2. 1536 ウェル 2D 癌細胞株の培養
注: 1536 ウェル 2 D がん線を 3 D プレートに化合物の付加の前に 24 時間培養する必要があります。
- 選択した行の適切な成長培地 500 mL に次の試薬を追加して 2 D がん細胞の培地を準備: ペニシリン/ストレプトマイシンと 10% ウシ胎児血清 (FBS) × 1。
- フィルター - 0.4 μ m ボトル上部フィルター システムを通じてサプリメントで培地全体を滅菌します。
- それらを洗浄することにより伝統的な細胞培養フラスコからの推奨されるルーチン培養条件に従って成長している癌セルラインをデタッチ x PBS と 0.25% トリプシン (5 cm2あたり 1 mL) の適切な量を追加する 5 分の 1 と 3 倍セル上の薄層を作成します。血清を含む培地の量 × 5 とトリプシンを中和し、セルをカウントに進みます。たとえば、5 ml のトリプシン 25 mL の培地を使用します。

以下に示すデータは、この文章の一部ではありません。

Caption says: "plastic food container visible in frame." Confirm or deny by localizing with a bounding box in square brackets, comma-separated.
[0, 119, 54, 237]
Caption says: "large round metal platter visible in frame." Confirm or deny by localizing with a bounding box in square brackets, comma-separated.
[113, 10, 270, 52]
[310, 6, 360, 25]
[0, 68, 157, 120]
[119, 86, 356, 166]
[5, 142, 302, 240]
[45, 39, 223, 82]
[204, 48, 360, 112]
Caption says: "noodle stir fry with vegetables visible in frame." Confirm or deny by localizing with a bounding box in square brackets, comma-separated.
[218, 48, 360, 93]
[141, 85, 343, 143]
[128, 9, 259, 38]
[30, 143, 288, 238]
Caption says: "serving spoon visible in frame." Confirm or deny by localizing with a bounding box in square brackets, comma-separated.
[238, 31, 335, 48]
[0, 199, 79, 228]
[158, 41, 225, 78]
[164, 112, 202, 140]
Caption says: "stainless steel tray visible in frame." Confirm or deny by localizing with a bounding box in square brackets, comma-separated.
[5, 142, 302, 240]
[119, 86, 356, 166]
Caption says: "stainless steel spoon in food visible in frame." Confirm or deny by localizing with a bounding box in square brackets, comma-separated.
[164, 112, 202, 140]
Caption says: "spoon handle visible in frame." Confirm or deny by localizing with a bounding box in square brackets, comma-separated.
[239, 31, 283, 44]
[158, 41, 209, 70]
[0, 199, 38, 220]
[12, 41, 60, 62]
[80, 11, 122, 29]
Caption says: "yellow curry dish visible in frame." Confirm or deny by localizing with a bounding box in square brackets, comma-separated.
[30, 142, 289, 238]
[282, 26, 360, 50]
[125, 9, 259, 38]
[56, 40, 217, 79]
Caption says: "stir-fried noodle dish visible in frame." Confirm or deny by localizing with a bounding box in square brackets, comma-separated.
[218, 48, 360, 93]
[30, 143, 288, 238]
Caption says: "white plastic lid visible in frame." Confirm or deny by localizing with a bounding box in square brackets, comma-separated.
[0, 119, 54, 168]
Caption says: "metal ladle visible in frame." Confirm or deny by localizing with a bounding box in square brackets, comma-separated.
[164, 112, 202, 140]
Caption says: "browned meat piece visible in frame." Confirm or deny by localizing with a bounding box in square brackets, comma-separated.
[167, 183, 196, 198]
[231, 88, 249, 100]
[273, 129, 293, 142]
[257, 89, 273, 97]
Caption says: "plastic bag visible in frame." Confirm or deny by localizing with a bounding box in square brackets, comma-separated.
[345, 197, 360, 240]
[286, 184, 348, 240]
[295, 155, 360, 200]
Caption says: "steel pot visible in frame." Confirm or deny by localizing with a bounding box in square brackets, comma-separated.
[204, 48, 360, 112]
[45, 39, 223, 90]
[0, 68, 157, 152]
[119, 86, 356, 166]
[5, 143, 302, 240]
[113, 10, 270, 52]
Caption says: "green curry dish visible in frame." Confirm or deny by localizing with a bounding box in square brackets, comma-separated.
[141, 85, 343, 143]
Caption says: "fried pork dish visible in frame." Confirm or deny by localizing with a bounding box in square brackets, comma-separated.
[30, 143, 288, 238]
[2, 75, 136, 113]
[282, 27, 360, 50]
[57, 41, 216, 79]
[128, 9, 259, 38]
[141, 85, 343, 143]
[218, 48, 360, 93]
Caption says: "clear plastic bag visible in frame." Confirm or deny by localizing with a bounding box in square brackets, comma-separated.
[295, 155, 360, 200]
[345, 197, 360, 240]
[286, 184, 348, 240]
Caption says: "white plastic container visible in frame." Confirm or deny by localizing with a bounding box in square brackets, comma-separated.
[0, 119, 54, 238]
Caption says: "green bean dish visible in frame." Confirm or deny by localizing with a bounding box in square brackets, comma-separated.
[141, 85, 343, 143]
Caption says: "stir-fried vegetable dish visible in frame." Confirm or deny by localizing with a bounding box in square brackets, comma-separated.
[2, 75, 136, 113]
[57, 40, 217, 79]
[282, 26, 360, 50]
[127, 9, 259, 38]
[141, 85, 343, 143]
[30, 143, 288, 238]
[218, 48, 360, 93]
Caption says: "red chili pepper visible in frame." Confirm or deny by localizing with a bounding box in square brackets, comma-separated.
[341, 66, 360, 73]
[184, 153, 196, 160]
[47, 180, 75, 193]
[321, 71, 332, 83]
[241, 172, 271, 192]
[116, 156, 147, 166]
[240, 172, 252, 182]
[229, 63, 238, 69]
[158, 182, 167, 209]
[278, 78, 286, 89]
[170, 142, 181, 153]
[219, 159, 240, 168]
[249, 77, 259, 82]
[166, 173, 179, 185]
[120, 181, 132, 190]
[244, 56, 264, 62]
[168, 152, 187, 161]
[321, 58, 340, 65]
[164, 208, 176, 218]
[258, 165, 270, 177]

- 1536 ウェル組織文化処理板に完全培地の 8 μ L の井戸あたり 500 セルの合計をシードするために4セル/mL の 10 x 62.5 に細胞液の濃度を調整します。
- 生物学的安全キャビネット、蠕動ポンプがベース システムと滅菌、小さなステンレス鋼先端のカセットを使用してセルをシードします。異なる細胞間フラッシュ滅菌 PBS と 70% × 1 カセットのチューブ 10 用エタノール s。

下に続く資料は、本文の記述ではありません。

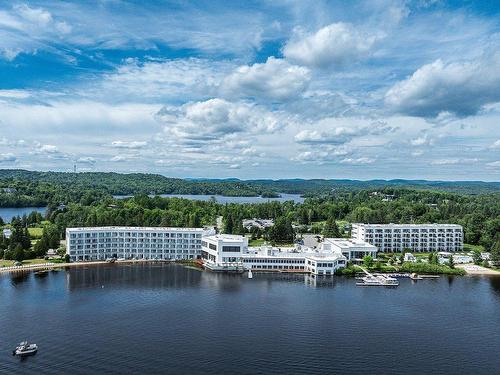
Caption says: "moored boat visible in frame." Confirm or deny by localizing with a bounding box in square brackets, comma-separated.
[12, 341, 38, 357]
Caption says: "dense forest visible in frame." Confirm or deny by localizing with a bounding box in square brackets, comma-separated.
[0, 170, 500, 262]
[0, 169, 500, 207]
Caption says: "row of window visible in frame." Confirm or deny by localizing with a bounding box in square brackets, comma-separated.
[70, 232, 201, 238]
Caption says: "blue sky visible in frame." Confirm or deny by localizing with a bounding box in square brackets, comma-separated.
[0, 0, 500, 181]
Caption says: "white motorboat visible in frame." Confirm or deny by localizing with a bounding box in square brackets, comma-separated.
[12, 341, 38, 357]
[356, 275, 399, 286]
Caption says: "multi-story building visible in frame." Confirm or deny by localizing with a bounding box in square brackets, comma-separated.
[320, 238, 378, 263]
[66, 227, 214, 261]
[351, 224, 463, 253]
[201, 234, 347, 275]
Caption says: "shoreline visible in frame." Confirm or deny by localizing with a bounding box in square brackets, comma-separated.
[0, 259, 500, 276]
[455, 264, 500, 276]
[0, 259, 186, 273]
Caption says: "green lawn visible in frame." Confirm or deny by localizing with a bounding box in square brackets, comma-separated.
[248, 238, 266, 247]
[0, 259, 52, 267]
[28, 228, 43, 238]
[464, 243, 485, 252]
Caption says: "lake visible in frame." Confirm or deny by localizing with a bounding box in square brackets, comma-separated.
[0, 264, 500, 374]
[0, 207, 47, 223]
[113, 193, 304, 204]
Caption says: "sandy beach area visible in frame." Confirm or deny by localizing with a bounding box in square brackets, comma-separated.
[455, 264, 500, 276]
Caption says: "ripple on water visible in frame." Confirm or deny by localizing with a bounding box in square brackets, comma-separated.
[0, 264, 500, 374]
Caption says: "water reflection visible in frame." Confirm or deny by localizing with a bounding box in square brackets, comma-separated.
[489, 276, 500, 297]
[67, 264, 202, 291]
[10, 271, 31, 286]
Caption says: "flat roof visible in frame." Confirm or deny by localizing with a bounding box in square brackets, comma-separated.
[66, 226, 205, 232]
[204, 234, 246, 242]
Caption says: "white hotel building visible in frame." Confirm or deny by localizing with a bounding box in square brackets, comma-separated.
[201, 234, 377, 275]
[66, 227, 215, 261]
[351, 224, 463, 253]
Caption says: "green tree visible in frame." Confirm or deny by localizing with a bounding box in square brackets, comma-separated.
[490, 236, 500, 266]
[472, 249, 483, 265]
[269, 217, 295, 243]
[448, 254, 455, 268]
[13, 244, 25, 262]
[322, 217, 340, 238]
[363, 255, 373, 268]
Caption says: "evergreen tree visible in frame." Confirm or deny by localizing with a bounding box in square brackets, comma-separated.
[322, 217, 340, 238]
[490, 236, 500, 265]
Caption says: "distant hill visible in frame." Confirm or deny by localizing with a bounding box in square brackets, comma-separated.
[0, 169, 500, 196]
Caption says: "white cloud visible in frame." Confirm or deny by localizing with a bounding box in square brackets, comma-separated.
[431, 158, 479, 165]
[340, 157, 375, 165]
[109, 155, 137, 163]
[385, 52, 500, 117]
[410, 134, 434, 146]
[0, 152, 17, 163]
[76, 156, 97, 165]
[157, 98, 286, 141]
[111, 141, 148, 149]
[283, 22, 377, 68]
[489, 139, 500, 150]
[486, 160, 500, 168]
[36, 145, 60, 154]
[222, 56, 311, 100]
[294, 127, 356, 144]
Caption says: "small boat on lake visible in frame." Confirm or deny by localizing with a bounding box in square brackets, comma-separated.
[356, 275, 399, 287]
[12, 341, 38, 357]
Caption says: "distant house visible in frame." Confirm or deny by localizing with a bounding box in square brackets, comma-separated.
[3, 228, 12, 238]
[45, 249, 59, 258]
[404, 253, 417, 263]
[242, 218, 274, 230]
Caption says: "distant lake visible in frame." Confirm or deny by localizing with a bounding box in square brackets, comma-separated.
[0, 264, 500, 375]
[0, 207, 47, 223]
[113, 193, 304, 203]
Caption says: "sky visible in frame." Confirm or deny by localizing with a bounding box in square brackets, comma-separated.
[0, 0, 500, 181]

- また、滅菌、小さなステンレス鋼先端カセットと蠕動性ポンプまたはセルごとプレートの量に応じて、添付のシリンジ ポンプを使用してロボットの HEPA フィルター部屋内にある液体ハンドラーを使用してセルをシードします。必要な行。
- どちらか通気性粘着プレート シールを使用して手動でまたはプレート シーラーを使用してプレートをシールします。
- 10 rpm と 5% CO2と 95% 相対湿度と、化合物の添加前に 24 h の 37 ° C に設定回転インキュベーターにプレートを配置します。
3. 化合物添加
- 10 mM トップ濃度液体ハンドリング ロボットの 100% ジメチルスルホキシド (DMSO) における MAPK の阻害剤の 8 ポイント、3 倍連続希釈液を準備します。プロテアソーム阻害剤ボルテゾミブは、完全な細胞アッセイのダイナミック レンジを決定する殺害のポジティブ コントロールとして使用されます。

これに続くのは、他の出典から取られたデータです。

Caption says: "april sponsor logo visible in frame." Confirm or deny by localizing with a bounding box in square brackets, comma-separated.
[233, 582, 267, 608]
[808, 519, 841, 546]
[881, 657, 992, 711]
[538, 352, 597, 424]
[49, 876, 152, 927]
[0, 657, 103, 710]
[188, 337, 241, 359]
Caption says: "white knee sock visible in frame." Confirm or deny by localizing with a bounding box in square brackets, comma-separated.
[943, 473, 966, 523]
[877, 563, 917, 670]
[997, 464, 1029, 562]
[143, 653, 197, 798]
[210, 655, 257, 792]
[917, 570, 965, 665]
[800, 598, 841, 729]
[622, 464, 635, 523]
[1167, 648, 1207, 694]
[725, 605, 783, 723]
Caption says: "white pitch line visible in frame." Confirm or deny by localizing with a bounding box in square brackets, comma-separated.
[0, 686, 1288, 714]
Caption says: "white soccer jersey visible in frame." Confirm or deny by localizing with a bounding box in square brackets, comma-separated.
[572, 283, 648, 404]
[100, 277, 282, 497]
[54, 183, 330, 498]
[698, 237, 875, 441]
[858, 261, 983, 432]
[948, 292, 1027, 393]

- クイック スピンすべてアッセイ プレートおよび結露を収集する 100 x g で複合板。各板から粘着のシールを外して、8 の合計を追加する音響ディスペンサー セットアップ上プレート ウェルあたり 0.1 %dmso の最終濃度と 10 μ M の最上化合物線量を表す各化合物/希釈の nL。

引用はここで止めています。